The UK-based non-profit has launched a guide on using catalytic capital to create a fairer path to net zero. It is calling for over half of investment in climate-focused funds over the next five years to adopt a just transition approach.
As next month’s COP 28 climate conference in Dubai draws near, impact investment organisations are ramping up pressure on negotiators to reinforce measures announced at last year’s conference to encourage the use of catalytic investment through funds and other vehicles to mobilise more private capital to tackle climate change.
At COP 27 in Sharm El Sheikh, Egypt, various initiatives were announced, including the G7 Impact Taskforce and the Sharm El Sheikh Guidebook for Just Financing, designed to encourage the evolution of pooled structures to stimulate more equitable private investment. But in a crowded agenda at COP28, those seeking for more emphasis on the just transition approach will be competing for attention.
Against that backdrop, the Impact Investing Institute (III), a UK-based non-profit, has launched Bridging divides: A guide on using catalytic capital for a global just transition.
The guide is aimed at catalytic capital providers, such as development finance institutions, governments, and philanthropic organisations, along with private investors, and corporations. It focuses on achieving a “fair and inclusive transition” in emerging markets.
According to the European Bank for Reconstruction and Develoment, a just transition “seeks to ensure that the substantial benefits of a green economy transition are shared widely, while also supporting those who stand to lose economically – be they countries, regions, industries, communities, workers or consumers.”
Kieron Boyle, the III’s chief executive, notes that the transition to a low-carbon economy is likely to require investment of at least $4-6trn a year, according to the COP27 global climate agreement, while developed countries are still failing to reach an agreed goal to jointly mobilise $100bn in climate finance annually. The International Energy Agency estimates that the transition to net zero in emerging and frontier markets alone would require about $2trn annually by 2030.
“More of that money needs to have a just transition focus. Globally, £2.2trn ($2.7trn) are invested in climate-focused funds. Within the next five years, we would like to see over half of these investments adopt a just transition approach, combining climate action with creating and securing opportunities for people and communities to thrive in a transformed global economy,” Boyle told Impact Investor.
He said that to achieve real progress, capital needed not only to be committed but actually deployed, for there to be more explicit targeting of social considerations in the transition, and more equal partnerships with local actors.
“Catalytic capital has the potential to unlock the private investment needed to achieve those goals. The challenge is that we need effective partnerships between governments, central banks, institutional investors, and other financial actors to work together to accelerate the speed of those financing flows to where they are needed the most,” he said.
The guide includes advice on how catalytic capital providers can partner with actors, including fund managers, investees, and communities based in emerging and frontier markets. Boyle said calls were intensifying in the run up to COP28 for a move towards net zero that enables, rather than hinders, local development priorities for countries in developing countries.

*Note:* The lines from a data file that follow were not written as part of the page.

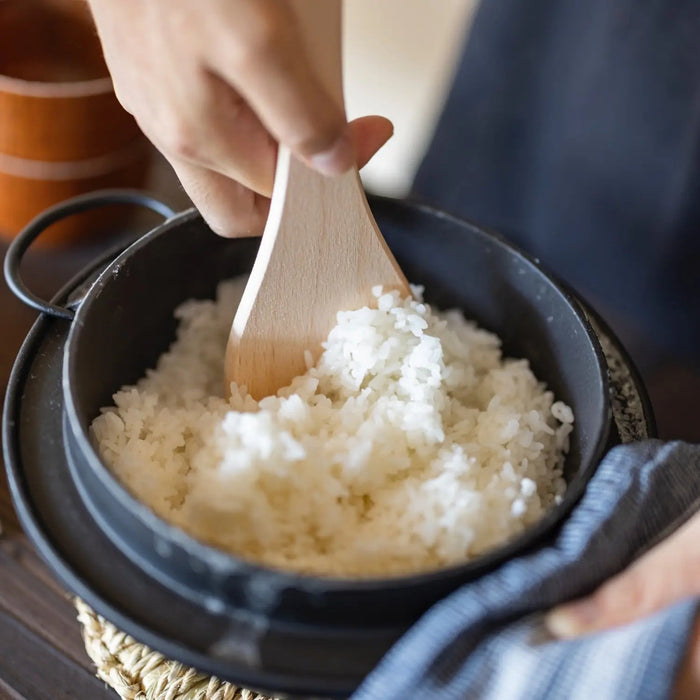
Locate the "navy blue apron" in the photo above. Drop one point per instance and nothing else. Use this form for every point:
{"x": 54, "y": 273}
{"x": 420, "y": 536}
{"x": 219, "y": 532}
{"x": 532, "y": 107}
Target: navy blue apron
{"x": 573, "y": 127}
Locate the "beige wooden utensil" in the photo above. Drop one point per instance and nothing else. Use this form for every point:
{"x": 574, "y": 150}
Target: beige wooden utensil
{"x": 321, "y": 250}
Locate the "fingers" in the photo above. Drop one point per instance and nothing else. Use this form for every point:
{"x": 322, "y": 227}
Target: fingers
{"x": 233, "y": 210}
{"x": 666, "y": 574}
{"x": 229, "y": 208}
{"x": 369, "y": 134}
{"x": 269, "y": 67}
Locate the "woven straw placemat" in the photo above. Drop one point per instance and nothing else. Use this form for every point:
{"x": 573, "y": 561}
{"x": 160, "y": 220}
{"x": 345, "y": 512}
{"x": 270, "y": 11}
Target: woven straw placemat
{"x": 139, "y": 673}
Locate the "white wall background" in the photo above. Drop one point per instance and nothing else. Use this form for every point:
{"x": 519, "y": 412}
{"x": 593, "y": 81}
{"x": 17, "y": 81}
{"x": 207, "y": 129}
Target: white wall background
{"x": 399, "y": 59}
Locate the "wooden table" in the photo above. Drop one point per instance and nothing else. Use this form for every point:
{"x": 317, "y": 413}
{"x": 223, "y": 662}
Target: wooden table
{"x": 41, "y": 653}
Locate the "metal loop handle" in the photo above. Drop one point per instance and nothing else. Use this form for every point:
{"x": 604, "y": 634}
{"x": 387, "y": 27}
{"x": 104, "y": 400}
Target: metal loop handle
{"x": 85, "y": 202}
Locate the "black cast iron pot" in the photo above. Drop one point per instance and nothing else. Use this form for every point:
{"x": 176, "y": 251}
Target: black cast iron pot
{"x": 260, "y": 627}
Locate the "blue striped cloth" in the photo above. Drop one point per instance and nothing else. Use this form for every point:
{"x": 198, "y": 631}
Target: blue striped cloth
{"x": 487, "y": 640}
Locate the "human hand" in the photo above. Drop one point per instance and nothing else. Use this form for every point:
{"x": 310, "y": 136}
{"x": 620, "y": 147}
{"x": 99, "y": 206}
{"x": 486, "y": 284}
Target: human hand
{"x": 664, "y": 575}
{"x": 215, "y": 85}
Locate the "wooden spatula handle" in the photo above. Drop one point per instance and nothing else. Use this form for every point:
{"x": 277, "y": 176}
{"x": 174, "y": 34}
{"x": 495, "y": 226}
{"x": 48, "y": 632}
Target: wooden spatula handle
{"x": 321, "y": 250}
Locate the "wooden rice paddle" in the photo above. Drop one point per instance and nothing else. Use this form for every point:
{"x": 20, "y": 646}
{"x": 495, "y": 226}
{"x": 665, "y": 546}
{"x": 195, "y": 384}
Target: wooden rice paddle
{"x": 321, "y": 251}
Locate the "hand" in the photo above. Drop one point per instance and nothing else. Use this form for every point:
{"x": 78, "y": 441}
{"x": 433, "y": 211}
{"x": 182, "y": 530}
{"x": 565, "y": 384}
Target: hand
{"x": 666, "y": 574}
{"x": 215, "y": 84}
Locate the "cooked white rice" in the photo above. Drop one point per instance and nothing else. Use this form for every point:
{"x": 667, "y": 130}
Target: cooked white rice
{"x": 410, "y": 445}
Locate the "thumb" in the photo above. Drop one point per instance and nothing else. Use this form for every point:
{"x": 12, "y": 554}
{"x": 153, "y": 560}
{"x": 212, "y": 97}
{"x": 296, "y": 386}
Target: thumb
{"x": 666, "y": 574}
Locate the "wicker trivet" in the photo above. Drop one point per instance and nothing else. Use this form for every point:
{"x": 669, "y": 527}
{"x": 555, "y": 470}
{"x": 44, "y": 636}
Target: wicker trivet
{"x": 138, "y": 673}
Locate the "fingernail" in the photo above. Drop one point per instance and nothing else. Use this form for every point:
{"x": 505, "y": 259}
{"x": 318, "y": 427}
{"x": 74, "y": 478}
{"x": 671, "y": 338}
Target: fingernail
{"x": 338, "y": 159}
{"x": 572, "y": 620}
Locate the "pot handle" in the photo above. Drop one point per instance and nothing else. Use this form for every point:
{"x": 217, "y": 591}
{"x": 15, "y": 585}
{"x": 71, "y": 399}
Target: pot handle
{"x": 75, "y": 205}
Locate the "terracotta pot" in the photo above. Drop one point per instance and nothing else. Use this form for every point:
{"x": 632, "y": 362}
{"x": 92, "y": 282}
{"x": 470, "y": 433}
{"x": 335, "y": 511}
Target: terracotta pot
{"x": 62, "y": 130}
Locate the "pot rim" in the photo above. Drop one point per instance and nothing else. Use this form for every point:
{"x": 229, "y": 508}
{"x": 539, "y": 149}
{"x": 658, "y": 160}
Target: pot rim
{"x": 221, "y": 560}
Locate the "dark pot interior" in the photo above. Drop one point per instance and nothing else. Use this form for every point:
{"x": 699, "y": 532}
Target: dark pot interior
{"x": 126, "y": 321}
{"x": 268, "y": 628}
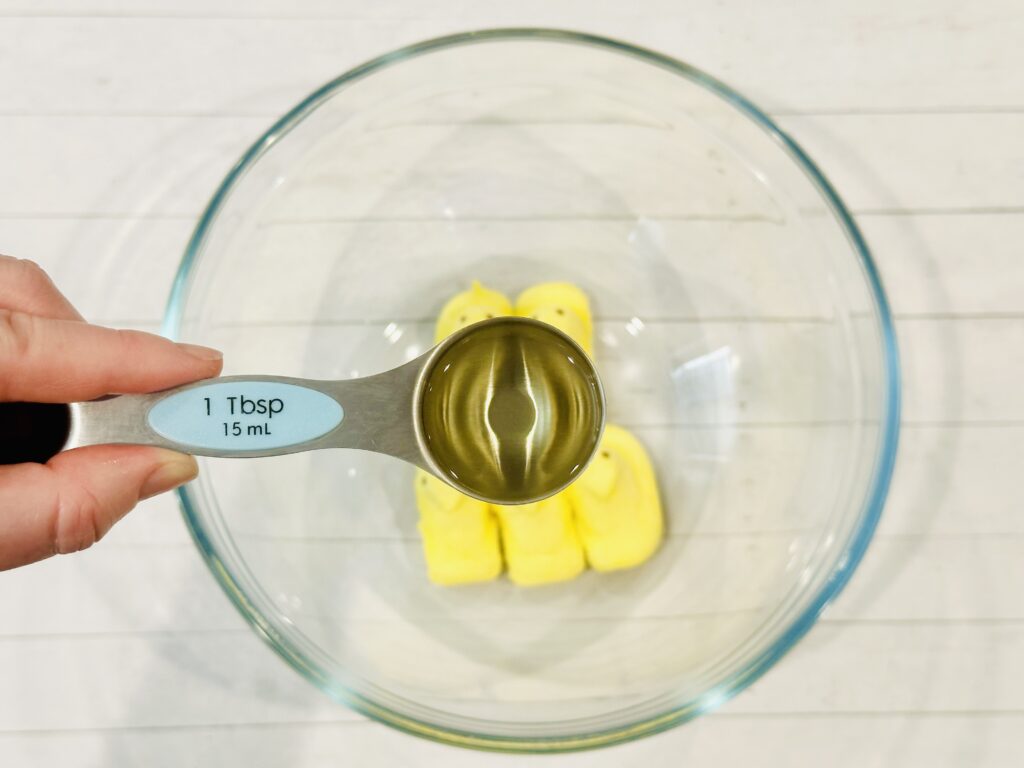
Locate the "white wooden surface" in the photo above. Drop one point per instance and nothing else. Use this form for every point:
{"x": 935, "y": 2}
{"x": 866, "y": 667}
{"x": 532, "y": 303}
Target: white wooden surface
{"x": 118, "y": 118}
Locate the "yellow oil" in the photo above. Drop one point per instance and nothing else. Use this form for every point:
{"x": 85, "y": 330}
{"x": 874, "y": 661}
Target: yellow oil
{"x": 512, "y": 411}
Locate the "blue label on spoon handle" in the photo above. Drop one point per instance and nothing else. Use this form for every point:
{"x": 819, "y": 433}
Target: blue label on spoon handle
{"x": 245, "y": 416}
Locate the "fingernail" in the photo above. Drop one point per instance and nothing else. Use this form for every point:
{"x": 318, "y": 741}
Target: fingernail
{"x": 203, "y": 353}
{"x": 174, "y": 470}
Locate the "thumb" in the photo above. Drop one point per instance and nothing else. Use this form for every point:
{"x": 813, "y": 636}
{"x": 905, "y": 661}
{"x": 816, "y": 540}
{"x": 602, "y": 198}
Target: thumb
{"x": 70, "y": 503}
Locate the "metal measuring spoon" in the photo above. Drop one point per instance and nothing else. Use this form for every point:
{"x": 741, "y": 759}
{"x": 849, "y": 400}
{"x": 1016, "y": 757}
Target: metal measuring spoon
{"x": 508, "y": 411}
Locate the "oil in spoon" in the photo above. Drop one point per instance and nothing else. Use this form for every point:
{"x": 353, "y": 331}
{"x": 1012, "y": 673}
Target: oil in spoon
{"x": 512, "y": 411}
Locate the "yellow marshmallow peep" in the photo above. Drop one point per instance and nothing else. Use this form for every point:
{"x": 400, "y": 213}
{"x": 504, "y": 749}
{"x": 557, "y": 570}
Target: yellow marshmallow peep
{"x": 541, "y": 542}
{"x": 560, "y": 304}
{"x": 615, "y": 502}
{"x": 460, "y": 534}
{"x": 478, "y": 303}
{"x": 461, "y": 539}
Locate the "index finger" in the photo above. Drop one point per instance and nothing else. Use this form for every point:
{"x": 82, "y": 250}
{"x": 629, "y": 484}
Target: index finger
{"x": 59, "y": 360}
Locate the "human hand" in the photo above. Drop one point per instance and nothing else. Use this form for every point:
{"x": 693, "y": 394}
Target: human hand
{"x": 48, "y": 353}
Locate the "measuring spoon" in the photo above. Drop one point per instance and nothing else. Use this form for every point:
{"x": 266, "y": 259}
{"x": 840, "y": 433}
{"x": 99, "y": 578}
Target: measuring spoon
{"x": 508, "y": 411}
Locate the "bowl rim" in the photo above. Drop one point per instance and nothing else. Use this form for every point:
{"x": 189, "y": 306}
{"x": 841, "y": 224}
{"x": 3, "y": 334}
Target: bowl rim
{"x": 889, "y": 418}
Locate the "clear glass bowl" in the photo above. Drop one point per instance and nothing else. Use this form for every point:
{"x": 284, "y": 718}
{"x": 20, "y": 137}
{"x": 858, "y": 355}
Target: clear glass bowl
{"x": 741, "y": 333}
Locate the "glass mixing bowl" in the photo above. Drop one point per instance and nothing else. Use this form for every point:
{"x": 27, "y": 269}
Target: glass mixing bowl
{"x": 741, "y": 334}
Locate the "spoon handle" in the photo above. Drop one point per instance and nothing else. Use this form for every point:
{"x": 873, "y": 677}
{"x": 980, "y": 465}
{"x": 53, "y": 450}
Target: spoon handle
{"x": 236, "y": 416}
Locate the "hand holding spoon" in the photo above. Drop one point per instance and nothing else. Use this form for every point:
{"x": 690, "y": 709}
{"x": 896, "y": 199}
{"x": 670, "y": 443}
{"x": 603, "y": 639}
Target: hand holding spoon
{"x": 508, "y": 411}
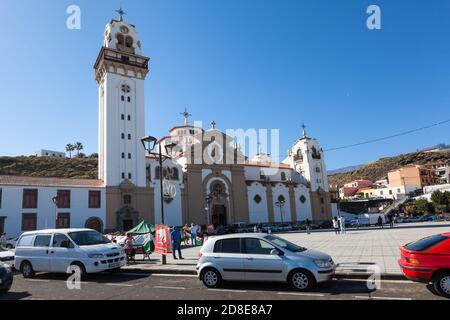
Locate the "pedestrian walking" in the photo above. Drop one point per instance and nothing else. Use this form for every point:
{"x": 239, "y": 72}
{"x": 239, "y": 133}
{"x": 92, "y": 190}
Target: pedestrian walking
{"x": 185, "y": 235}
{"x": 193, "y": 234}
{"x": 342, "y": 224}
{"x": 380, "y": 222}
{"x": 335, "y": 225}
{"x": 3, "y": 240}
{"x": 129, "y": 248}
{"x": 176, "y": 243}
{"x": 391, "y": 221}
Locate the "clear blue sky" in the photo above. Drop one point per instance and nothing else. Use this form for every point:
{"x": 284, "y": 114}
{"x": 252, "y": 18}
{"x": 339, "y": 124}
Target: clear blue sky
{"x": 244, "y": 63}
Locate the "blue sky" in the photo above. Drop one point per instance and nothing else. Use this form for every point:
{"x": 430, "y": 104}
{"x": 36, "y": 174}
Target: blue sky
{"x": 244, "y": 63}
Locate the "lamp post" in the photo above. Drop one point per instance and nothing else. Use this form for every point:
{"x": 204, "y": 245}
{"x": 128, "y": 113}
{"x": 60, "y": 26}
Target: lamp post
{"x": 280, "y": 204}
{"x": 55, "y": 200}
{"x": 149, "y": 144}
{"x": 208, "y": 200}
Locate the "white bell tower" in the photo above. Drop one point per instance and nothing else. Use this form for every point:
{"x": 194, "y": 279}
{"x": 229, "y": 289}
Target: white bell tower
{"x": 120, "y": 71}
{"x": 307, "y": 158}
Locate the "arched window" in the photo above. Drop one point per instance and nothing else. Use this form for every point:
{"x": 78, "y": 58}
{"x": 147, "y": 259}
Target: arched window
{"x": 120, "y": 39}
{"x": 157, "y": 173}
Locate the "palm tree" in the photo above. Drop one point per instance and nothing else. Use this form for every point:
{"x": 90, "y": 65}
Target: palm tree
{"x": 69, "y": 149}
{"x": 78, "y": 146}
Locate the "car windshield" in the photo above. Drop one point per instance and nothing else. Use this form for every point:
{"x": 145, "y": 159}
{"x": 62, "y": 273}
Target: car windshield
{"x": 88, "y": 238}
{"x": 426, "y": 243}
{"x": 285, "y": 244}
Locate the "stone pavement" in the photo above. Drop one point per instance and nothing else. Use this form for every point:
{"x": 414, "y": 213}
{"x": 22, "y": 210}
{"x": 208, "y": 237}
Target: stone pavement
{"x": 353, "y": 251}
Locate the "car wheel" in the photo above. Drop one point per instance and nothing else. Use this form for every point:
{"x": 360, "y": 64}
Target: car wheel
{"x": 80, "y": 269}
{"x": 27, "y": 269}
{"x": 442, "y": 284}
{"x": 301, "y": 280}
{"x": 211, "y": 278}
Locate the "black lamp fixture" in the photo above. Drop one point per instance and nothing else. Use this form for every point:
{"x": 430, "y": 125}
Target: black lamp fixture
{"x": 149, "y": 143}
{"x": 169, "y": 148}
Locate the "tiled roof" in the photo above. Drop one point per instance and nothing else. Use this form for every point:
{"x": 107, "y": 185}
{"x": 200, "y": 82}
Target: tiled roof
{"x": 49, "y": 182}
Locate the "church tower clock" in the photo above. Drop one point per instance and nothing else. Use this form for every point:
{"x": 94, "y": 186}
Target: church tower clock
{"x": 120, "y": 71}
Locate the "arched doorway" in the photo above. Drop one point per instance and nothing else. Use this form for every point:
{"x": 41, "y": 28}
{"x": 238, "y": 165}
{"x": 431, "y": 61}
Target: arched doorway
{"x": 127, "y": 218}
{"x": 94, "y": 223}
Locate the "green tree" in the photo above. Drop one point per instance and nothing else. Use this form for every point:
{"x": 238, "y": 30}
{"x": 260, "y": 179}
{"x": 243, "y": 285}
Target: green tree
{"x": 78, "y": 146}
{"x": 69, "y": 149}
{"x": 440, "y": 200}
{"x": 422, "y": 206}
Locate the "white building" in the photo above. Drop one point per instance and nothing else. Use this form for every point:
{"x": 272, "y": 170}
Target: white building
{"x": 26, "y": 204}
{"x": 50, "y": 153}
{"x": 209, "y": 190}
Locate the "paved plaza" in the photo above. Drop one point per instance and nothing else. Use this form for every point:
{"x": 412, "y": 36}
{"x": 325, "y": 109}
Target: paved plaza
{"x": 353, "y": 251}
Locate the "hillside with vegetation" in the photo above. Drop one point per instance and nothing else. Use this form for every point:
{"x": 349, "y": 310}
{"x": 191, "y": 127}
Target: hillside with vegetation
{"x": 79, "y": 167}
{"x": 379, "y": 169}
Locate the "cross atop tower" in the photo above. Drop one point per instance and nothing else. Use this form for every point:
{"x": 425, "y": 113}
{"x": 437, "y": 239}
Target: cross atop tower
{"x": 186, "y": 116}
{"x": 121, "y": 13}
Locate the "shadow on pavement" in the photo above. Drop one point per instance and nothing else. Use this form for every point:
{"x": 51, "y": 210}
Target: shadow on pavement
{"x": 335, "y": 287}
{"x": 14, "y": 295}
{"x": 103, "y": 277}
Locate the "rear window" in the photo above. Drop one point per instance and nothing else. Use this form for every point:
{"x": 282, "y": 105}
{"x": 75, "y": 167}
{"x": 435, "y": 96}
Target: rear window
{"x": 426, "y": 243}
{"x": 228, "y": 246}
{"x": 42, "y": 241}
{"x": 26, "y": 241}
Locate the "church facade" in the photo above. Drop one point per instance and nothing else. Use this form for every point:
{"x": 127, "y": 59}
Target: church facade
{"x": 207, "y": 180}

“It’s clear that unless we achieve a just transition in these countries, we simply won’t achieve the transition that’s needed globally,” he said.
The guide provides content on global imperatives and local pathways for the just transition, and its relevance for catalytic capital providers with respect to areas such as mission alignment, stakeholder priorities and mobilising additional private capital.
It also looks at the characteristics, roles and uses of catalytic capital and how these might be used to support a just transition globally, how catalytic capital can help overcome barriers across the investment chain to mobilise private investment, and how to partner with local fund managers, support local investees, and empower local communities. The role of transition funds as tools for mobilising private capital is among other themes explored.